Time slicing enables multiple workloads to be scheduled on the same GPU. Compute time is shared between the multiple processes and the processes are interleaved in time. A cluster administrator can configure a cluster or node to advertise a certain number of replicas/GPU which reconfigures the nodes accordingly.

Pros

• No upper limit to the number of pods that can share a single GPU
• Can work with older versions of NVIDIA GPUs

Cons

• No memory or fault isolation. There is no in built way to make sure a workload doesn’t overrun the memory assigned to it.
• Time slicing provides equal time to all running processes. A pod running multiple processes can hog the CPU much more than intended

Time slicing Demo

Lets go through a short walkthrough on how we can utilize time sharing on Azure Kubernetes Service. We start with an already existing kubernetes cluster.

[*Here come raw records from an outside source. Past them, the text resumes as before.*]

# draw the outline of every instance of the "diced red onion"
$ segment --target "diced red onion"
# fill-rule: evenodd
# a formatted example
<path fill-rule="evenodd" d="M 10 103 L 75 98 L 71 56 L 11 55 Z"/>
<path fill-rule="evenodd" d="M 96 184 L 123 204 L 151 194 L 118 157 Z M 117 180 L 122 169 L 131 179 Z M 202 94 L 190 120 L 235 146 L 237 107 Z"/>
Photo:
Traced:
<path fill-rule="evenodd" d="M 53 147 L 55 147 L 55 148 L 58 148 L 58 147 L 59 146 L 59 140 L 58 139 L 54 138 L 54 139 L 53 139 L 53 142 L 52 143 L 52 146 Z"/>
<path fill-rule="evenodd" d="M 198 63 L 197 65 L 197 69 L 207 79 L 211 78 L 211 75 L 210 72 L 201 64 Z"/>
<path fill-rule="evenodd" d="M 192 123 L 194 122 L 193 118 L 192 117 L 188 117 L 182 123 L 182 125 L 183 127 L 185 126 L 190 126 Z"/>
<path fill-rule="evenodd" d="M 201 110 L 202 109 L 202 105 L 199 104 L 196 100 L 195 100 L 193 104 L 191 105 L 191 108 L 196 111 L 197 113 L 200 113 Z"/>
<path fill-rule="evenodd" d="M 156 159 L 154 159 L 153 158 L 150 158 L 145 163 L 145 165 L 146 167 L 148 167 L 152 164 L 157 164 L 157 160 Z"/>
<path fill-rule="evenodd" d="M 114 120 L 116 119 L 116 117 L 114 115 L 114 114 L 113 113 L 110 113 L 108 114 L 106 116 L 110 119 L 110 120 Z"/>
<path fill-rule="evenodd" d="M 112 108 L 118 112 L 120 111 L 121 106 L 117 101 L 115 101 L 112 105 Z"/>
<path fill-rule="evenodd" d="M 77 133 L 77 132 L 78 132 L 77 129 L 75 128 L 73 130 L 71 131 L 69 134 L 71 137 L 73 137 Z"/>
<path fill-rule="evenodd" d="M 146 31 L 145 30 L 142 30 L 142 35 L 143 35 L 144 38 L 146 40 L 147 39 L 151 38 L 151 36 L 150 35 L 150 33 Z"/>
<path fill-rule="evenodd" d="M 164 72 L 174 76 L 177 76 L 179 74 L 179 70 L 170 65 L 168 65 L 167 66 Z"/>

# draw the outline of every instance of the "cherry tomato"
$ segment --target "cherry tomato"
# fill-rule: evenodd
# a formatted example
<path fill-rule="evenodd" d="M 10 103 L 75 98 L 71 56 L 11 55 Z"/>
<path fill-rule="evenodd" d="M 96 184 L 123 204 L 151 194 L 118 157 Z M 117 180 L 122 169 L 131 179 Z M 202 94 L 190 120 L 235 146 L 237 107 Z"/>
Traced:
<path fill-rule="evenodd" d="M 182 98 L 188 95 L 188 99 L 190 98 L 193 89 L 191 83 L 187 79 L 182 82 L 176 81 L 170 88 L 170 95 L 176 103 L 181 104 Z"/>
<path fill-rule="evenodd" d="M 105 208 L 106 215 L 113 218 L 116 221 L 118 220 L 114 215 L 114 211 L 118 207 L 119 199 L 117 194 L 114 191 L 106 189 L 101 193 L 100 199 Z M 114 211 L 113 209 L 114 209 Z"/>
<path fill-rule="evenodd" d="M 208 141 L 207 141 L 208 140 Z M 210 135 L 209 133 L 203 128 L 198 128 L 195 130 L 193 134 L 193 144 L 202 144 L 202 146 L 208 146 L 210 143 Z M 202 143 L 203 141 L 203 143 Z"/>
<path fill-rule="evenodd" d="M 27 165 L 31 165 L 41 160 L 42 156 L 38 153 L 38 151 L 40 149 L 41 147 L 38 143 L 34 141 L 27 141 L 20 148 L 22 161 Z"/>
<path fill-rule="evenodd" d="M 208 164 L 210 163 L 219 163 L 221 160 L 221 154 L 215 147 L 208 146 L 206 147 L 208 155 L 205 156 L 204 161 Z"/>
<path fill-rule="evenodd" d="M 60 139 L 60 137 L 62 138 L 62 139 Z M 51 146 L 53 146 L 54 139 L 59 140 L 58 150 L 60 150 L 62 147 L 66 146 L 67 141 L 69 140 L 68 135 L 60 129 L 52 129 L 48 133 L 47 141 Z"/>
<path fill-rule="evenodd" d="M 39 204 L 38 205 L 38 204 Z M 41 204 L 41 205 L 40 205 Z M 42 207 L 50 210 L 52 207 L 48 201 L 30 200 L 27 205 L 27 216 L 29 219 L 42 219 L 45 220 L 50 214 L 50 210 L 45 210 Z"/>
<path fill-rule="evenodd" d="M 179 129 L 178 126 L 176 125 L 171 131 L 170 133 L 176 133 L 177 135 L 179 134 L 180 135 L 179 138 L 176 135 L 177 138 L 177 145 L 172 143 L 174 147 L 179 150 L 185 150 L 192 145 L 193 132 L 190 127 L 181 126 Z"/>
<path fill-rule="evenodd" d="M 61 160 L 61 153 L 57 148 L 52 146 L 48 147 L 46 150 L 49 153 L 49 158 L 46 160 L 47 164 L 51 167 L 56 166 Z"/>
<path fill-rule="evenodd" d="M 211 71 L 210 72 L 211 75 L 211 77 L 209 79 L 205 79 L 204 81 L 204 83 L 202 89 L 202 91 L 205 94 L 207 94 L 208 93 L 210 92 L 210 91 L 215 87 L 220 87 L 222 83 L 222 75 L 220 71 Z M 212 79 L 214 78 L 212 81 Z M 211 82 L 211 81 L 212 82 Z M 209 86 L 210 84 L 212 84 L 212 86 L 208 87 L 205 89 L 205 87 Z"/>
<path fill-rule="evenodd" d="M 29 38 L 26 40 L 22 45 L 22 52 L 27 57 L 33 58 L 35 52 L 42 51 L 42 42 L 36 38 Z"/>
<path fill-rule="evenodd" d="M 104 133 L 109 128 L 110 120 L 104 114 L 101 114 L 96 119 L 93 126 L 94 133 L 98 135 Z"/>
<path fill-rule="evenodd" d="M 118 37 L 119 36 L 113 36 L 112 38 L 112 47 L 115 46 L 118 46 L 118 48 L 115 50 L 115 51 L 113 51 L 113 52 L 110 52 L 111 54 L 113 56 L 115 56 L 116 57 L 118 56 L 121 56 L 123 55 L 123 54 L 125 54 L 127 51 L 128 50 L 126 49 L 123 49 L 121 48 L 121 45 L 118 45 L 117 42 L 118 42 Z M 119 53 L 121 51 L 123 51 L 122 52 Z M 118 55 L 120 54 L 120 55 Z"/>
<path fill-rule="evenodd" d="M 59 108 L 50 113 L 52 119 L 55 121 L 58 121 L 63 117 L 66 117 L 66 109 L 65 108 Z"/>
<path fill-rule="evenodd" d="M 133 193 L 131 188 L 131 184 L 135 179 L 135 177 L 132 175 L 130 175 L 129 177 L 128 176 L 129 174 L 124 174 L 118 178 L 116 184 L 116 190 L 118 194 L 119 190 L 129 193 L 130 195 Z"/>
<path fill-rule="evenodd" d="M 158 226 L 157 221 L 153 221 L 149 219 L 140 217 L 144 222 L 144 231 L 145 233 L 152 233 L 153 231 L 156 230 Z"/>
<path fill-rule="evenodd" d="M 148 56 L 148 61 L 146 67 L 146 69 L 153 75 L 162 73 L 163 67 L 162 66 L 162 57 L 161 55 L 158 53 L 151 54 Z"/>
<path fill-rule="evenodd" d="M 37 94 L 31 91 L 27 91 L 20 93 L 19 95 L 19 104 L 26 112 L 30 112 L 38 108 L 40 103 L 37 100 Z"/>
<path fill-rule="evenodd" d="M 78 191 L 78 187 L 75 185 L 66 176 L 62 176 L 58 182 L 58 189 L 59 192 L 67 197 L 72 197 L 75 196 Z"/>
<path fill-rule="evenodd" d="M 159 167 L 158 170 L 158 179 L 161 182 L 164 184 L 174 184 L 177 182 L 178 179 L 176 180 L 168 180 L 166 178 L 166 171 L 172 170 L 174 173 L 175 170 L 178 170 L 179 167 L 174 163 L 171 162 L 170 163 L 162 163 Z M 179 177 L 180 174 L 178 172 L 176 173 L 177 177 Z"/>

1. Add a GPU enabled node pool in the cluster -

   $ az aks nodepool add \
       --name <nodepool-name> \
       --resource-group <resource-group-name> \
       --cluster-name <cluster-name> \
       --node-vm-size Standard_NC4as_T4_v3 \
   		--node-count 1
   

   This will add a new node pool with a single node to the existing AKS cluster with a single NVIDIA T4 GPU. This can be verified by running the following -

   $ kubectl get nodes <gpu-node-name> -o 'jsonpath={.status.allocatable.nvidia\.com\/gpu}'
   

2. Install the gpu operator -

   $ helm repo add nvidia https://helm.ngc.nvidia.com/nvidia \
   	&& helm repo update
   $ helm install gpu-operator nvidia/gpu-operator \
   -n gpu-operator --create-namespace \
   --set driver.enabled=false \
   --set toolkit.enabled=false \
   --set operator.runtimeClass=nvidia-container-runtime
   

3. Once the operator is installed, we create a time slicing configuration and configure the whole cluster to slice the GPU resources where available -

   $ kubectl apply -f - <<EOF
   apiVersion: v1
   kind: ConfigMap
   metadata:
     name: time-slicing-config
   data:
     any: |-
       version: v1
       flags:
         migStrategy: none
       sharing:
         timeSlicing:
           renameByDefault: false
           failRequestsGreaterThanOne: false
           resources:
             - name: nvidia.com/gpu
               replicas: 10
   EOF
   
   # Reconfigure gpu operator to pick up the config map
   $ kubectl patch clusterpolicy/cluster-policy \
   -n gpu-operator --type merge \
   -p '{"spec": {"devicePlugin": {"config": {"name": "time-slicing-config", "default": "any"}}}}'
   

4. Verify that the existing node has been successfully reconfigured -

   $ kubectl get nodes <gpu-node-name> -o 'jsonpath={.status.allocatable.nvidia\.com\/gpu}'
   10
   

5. We can verify the configuration by creating a deployment with 4 replicas with each asking for 2 nvidia.com/gpu resource -

   $ kubectl apply -f - <<EOF
   apiVersion: apps/v1
   kind: Deployment
   metadata:
     name: time-slicing-verification
     labels:
       app: time-slicing-verification
   spec:
     replicas: 4
     selector:
       matchLabels:
         app: time-slicing-verification
     template:
       metadata:
         labels:
           app: time-slicing-verification
       spec:
         tolerations:
           - key: nvidia.com/gpu
             operator: Exists
             effect: NoSchedule
         hostPID: true
         containers:
           - name: cuda-sample-vector-add
             image: "nvcr.io/nvidia/k8s/cuda-sample:vectoradd-cuda11.7.1-ubuntu20.04"
             command: ["/bin/bash", "-c", "--"]
             args:
               - while true; do /cuda-samples/vectorAdd; done
             resources:
              limits:
                nvidia.com/gpu: 1
   EOF
   

Verify that all the pods of this deployment have come up on the same already created node and it was able to accommodate them.

Conclusion

The GenAI revolution has changed the landscape of GPU requirements and made being responsible with resource utilization more critical than ever. There are shortcomings to both the approaches outlined here but there is no way around being responsible with GPU costs in the current scenario.